After this episode, the MHRA and the EU changed some of their regulations, though not adequately. They created an obligation for companies to hand over safety data for uses of a drug outside its marketing authorisation; but ridiculously, for example, trials conducted outside the EU were still exempt.
There is a key problem here, and it is one that recurs throughout this section of the book: you need all of the data in order to see what’s happening with a drug’s benefits, and risks. Some of the trials that GSK conducted were published in part, but that is obviously not enough: we already know that if we see only a biased sample of the data, we are misled. But we also need all the data for the more simple reason that we need lots of data: safety signals are often weak, subtle and difficult to detect. Suicidal thoughts and plans are rare in children – even those with depression, even those on paroxetine – so all the data from a large number of participants needed to be combined before the signal was detectable in the noise.
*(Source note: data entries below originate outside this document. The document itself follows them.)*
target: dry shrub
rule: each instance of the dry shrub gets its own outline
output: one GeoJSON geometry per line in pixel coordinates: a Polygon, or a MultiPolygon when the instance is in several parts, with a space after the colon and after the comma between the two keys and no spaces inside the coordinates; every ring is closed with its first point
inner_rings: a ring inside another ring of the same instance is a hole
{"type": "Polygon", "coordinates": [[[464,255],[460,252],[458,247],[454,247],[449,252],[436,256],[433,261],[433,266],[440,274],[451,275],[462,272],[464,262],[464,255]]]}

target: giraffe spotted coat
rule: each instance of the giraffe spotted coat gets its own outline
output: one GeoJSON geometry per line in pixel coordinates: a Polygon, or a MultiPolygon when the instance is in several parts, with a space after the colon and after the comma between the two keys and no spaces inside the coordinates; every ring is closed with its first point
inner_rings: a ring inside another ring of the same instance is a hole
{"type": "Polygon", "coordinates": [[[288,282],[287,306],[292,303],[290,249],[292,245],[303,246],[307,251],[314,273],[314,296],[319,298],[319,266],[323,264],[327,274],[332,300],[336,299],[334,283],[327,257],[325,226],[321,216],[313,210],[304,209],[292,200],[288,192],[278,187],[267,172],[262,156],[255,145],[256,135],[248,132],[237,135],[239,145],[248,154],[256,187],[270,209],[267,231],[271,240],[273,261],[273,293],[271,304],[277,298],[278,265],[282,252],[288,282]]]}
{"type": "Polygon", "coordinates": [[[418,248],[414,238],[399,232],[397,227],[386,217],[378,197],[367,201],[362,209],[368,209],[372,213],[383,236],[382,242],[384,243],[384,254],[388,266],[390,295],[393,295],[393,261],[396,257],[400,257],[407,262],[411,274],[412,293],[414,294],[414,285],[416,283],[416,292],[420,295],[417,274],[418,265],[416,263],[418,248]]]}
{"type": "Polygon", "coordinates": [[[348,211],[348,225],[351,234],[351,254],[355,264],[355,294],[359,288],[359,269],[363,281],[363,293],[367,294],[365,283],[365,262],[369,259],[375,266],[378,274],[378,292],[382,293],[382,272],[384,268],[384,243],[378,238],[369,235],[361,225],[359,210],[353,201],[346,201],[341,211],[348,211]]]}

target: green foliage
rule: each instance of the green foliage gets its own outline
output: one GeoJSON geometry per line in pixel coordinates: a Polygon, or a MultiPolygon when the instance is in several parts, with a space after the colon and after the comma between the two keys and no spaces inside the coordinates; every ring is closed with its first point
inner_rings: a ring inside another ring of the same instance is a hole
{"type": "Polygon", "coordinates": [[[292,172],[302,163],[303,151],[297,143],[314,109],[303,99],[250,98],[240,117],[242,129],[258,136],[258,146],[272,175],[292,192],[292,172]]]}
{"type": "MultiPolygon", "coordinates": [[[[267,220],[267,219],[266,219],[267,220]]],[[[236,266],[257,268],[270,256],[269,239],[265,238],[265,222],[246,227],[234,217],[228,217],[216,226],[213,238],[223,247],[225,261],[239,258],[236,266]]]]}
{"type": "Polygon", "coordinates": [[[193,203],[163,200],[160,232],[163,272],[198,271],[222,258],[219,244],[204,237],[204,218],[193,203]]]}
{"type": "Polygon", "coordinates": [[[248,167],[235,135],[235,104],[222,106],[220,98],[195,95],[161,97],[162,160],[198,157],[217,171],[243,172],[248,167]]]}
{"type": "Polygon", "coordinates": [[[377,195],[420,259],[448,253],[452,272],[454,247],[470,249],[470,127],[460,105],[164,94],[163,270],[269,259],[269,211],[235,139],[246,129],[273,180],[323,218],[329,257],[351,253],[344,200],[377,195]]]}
In the case of paroxetine, the dangers only became apparent when the adverse events from all of the trials were pooled and analysed together.
That leads us to the second obvious flaw in the current system: the results of these trials – the safety data and the effectiveness data – are given in secret to the regu
lator, which then sits and quietly makes a decision. This is a huge problem, because you need many eyes on these difficult problems. I don’t think that the people who work in the MHRA are bad, or incompetent: I know a lot of them, and they are smart, good people. But we shouldn’t trust them to analyse this data alone, in the same way that we shouldn’t trust any single organisation to analyse data alone, with nobody looking over its shoulder, checking the working, providing competition, offering helpful criticism, speeding it up, and so on.
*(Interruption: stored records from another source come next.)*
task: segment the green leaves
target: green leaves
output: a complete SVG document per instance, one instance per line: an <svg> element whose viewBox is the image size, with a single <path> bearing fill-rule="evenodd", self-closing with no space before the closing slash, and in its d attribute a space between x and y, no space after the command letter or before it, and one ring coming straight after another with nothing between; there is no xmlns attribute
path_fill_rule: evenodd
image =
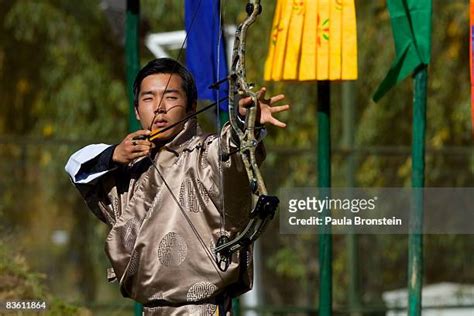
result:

This is even worse than academics failing to share their primary research data, because at least in an academic paper you get a lot of detail about what was done, and how. The output of a regulator is often simply a crude, brief summary: almost a ‘yes’ or ‘no’ about side effects. This is the opposite of science, which is only reliable because everyone shows their working, explains how they know that something is effective or safe, shares their methods and their results, and allows others to decide if they agree with the way they processed and analysed the data.
Yet for the safety and efficacy of drugs, one of the most important of all analyses done by science, we turn our back on this process completely: we allow it to happen behind closed doors, because drug companies have decided that they want to share their trial results discretely with the regulators. So the most important job in evidence-based medicine, and a perfect example of a problem that benefits from many eyes and minds, is carried out alone and in secret.
This perverse and unhealthy secrecy extends way beyond regulators. NICE, the UK’s National Institute for Health and Clinical Excellence, is charged with making recommendations about which treatments are most cost-effective, and which work best. When it does this, it’s in the same boat as you or me: it has absolutely no statutory right to see data on the safety or effectiveness of a drug, if a company doesn’t want to release it, even though the regulators have all of that data. As a result, NICE can be given distorted, edited, biased samples of the data, not just on whether a drug works, but also on how likely it is to have unpleasant side effects.